I think you will find that it is not possible to select batteries whilst the engine is running,Autotrail fit a relay to prevent the 12 volt habitation circuit being used when on the move.

The engine alternator will charge the vehicle battery first,when that is fully charged then it will revert to charging the leisure battery.

The first thing to do to conserve the leisure battery is to fit led's in place of halogen bulbs if it has not already been done,most modern m/homes have them as standard.

If you are concerned about your battery when off hook up have you thought about a solar panel ?I have 2 solar panels and it gives me electrical independence(apart from in winter).


----------



## trevorf (May 16, 2005)

I have the Apache and can confirm both batteries are charged when engine is running without having to change any switches etc.
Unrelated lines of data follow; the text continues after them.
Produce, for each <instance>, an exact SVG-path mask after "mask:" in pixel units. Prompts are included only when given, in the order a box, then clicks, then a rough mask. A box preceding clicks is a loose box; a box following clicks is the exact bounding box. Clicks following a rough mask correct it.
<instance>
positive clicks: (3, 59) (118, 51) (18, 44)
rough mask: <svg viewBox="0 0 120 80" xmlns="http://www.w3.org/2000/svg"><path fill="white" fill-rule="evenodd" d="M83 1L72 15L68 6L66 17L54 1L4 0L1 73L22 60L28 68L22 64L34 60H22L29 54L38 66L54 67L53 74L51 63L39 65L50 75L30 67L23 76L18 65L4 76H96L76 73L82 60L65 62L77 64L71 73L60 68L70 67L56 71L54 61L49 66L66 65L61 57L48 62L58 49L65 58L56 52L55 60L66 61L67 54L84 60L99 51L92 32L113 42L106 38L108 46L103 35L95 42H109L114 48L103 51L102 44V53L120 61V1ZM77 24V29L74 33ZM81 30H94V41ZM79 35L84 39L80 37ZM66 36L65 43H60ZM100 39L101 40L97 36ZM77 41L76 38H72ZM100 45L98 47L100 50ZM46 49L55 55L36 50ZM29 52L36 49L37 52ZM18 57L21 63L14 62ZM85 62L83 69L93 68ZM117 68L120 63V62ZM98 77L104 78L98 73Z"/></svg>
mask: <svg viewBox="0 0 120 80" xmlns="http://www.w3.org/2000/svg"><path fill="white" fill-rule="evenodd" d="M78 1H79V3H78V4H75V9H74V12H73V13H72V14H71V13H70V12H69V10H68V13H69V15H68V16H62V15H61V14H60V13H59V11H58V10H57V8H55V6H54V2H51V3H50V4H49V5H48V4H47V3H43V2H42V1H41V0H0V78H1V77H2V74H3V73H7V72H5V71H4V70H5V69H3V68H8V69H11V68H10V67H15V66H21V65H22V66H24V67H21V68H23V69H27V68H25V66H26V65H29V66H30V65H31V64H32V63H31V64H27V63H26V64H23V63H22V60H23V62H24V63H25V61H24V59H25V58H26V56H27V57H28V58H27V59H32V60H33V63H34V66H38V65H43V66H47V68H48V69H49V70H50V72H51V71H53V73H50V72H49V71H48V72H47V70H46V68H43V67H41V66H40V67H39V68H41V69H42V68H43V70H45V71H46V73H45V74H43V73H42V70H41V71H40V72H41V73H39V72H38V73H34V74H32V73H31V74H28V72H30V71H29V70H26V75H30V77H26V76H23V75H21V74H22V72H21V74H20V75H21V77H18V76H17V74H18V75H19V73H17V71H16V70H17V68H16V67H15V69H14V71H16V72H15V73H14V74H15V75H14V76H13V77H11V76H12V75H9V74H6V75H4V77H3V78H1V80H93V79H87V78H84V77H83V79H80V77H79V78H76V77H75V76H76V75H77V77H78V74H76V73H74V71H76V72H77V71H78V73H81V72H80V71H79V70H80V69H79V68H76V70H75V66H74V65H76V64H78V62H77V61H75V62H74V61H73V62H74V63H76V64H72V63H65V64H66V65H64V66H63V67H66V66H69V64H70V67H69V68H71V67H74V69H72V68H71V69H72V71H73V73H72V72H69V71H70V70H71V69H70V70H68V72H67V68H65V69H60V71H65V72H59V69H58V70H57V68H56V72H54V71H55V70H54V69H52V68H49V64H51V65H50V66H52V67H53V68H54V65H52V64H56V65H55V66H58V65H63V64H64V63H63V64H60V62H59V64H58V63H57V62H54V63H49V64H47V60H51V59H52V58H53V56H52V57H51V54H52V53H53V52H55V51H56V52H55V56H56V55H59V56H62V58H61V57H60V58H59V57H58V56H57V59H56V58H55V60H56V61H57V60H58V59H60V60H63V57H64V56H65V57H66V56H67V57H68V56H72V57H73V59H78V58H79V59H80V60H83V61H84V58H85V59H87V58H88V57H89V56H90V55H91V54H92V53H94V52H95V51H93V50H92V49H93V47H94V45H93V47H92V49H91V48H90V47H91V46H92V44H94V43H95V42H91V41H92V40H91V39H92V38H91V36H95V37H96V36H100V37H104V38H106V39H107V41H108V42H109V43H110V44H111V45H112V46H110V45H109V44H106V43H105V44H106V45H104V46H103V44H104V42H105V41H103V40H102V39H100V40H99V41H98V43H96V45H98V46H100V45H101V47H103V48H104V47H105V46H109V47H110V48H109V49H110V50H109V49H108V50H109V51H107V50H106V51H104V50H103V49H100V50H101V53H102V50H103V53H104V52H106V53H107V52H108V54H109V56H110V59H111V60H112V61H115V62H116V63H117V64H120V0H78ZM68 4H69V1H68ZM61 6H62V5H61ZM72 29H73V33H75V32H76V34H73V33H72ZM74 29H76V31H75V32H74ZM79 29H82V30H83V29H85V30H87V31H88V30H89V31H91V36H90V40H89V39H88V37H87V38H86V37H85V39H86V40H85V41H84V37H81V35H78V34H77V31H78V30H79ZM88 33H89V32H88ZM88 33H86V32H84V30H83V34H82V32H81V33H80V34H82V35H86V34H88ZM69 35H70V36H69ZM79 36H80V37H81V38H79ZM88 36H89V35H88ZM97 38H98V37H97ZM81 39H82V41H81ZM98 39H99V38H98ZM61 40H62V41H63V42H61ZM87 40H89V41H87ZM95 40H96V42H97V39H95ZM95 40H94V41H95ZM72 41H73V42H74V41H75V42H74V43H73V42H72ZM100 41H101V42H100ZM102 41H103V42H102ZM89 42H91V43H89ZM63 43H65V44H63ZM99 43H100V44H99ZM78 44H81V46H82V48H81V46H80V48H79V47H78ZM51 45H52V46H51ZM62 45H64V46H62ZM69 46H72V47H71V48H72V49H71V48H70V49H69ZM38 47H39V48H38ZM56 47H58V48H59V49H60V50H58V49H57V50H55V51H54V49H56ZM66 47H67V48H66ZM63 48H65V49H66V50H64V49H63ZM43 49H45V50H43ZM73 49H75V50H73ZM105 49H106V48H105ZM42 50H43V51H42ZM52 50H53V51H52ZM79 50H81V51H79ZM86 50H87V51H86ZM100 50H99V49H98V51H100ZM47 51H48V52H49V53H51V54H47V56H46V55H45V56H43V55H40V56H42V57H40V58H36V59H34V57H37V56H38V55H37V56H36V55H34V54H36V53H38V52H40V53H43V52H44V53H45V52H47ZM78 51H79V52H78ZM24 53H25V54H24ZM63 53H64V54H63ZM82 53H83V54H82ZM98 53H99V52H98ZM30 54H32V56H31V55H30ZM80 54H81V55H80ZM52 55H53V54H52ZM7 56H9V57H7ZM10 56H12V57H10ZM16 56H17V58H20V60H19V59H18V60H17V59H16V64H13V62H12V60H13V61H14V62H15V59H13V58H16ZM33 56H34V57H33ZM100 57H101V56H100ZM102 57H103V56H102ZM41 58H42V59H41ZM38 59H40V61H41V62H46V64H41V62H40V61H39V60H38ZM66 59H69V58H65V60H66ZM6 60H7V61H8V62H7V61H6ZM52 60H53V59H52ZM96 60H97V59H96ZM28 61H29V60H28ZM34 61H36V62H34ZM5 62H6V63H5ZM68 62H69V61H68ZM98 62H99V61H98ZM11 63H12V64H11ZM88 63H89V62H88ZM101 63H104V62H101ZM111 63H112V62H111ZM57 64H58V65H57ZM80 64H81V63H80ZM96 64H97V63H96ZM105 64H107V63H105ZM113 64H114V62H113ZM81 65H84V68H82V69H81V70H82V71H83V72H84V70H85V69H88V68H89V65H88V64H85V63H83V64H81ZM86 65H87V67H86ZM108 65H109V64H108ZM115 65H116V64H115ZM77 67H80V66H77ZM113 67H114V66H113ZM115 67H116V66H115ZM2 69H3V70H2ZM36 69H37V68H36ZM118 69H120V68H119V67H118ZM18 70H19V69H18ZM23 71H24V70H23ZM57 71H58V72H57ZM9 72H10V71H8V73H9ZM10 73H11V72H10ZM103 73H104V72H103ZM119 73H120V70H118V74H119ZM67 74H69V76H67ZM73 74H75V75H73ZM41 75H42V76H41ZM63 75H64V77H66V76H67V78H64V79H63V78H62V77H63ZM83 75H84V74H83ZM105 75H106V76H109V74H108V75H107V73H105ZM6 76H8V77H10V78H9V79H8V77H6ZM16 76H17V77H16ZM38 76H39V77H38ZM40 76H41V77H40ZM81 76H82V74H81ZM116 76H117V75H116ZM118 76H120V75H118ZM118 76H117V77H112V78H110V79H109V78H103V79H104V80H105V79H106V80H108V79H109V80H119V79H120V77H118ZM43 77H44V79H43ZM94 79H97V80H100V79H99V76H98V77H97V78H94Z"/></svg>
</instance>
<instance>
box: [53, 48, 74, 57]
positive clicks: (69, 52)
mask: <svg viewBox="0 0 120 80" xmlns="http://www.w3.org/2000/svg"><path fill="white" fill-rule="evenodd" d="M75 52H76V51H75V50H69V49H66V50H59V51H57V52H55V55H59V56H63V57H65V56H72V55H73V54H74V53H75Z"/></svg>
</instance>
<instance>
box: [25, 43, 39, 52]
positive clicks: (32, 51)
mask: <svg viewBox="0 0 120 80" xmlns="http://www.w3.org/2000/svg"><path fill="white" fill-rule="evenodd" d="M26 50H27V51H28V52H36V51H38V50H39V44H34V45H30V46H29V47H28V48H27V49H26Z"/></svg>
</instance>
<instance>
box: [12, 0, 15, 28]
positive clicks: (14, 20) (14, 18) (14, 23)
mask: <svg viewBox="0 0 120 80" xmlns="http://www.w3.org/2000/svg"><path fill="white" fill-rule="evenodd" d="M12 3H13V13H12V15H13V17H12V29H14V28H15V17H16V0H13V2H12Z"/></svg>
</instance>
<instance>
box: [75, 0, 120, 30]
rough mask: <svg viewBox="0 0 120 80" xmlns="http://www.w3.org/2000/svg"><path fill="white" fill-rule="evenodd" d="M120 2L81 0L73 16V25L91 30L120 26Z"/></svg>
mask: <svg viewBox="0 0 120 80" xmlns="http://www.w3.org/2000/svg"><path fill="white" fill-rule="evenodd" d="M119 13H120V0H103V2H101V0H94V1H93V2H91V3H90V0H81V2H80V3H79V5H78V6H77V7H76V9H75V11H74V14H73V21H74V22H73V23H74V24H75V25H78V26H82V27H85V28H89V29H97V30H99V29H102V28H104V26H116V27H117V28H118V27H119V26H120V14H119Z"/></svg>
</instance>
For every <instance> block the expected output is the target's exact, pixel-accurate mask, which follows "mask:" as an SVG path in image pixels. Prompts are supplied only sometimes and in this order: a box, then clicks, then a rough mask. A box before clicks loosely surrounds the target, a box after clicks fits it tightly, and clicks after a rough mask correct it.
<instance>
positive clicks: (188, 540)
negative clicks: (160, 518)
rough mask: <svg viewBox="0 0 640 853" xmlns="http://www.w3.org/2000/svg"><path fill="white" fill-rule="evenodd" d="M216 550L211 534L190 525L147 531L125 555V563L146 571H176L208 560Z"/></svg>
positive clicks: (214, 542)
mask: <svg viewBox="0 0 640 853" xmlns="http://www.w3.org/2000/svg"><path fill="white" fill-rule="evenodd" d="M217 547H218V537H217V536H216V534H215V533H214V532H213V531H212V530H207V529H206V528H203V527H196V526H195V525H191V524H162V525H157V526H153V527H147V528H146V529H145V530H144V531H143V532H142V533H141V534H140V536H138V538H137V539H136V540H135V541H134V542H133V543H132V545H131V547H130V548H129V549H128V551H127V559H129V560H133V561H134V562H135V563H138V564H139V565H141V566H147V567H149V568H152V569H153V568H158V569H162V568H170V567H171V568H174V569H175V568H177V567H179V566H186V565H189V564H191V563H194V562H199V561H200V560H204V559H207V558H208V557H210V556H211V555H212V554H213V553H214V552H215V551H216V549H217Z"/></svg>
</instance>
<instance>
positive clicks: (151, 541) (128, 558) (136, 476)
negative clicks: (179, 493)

Its the same set up as most other vans.
When we first bought the van we could last about 2 1/2 days on the single leisure battery. I have since fitted a second battery, LED lights all around and a 90W solar panel. Can now last indefinatley when the sun shines  



Trevor

p.s. you need to update your profile, it states you have a Compass Drifter???


----------



## namder (Sep 20, 2006)

Thanks for the advice, just one more question. When charging on hook up, does selecting either of the batteries on the control panel have any effect.


----------



## wakk44 (Jun 15, 2006)

namder said:


> Thanks for the advice, just one more question. When charging on hook up, does selecting either of the batteries on the control panel have any effect.


Yes it does,whichever battery is selected is the one which will be charged when the charger is switched on.


----------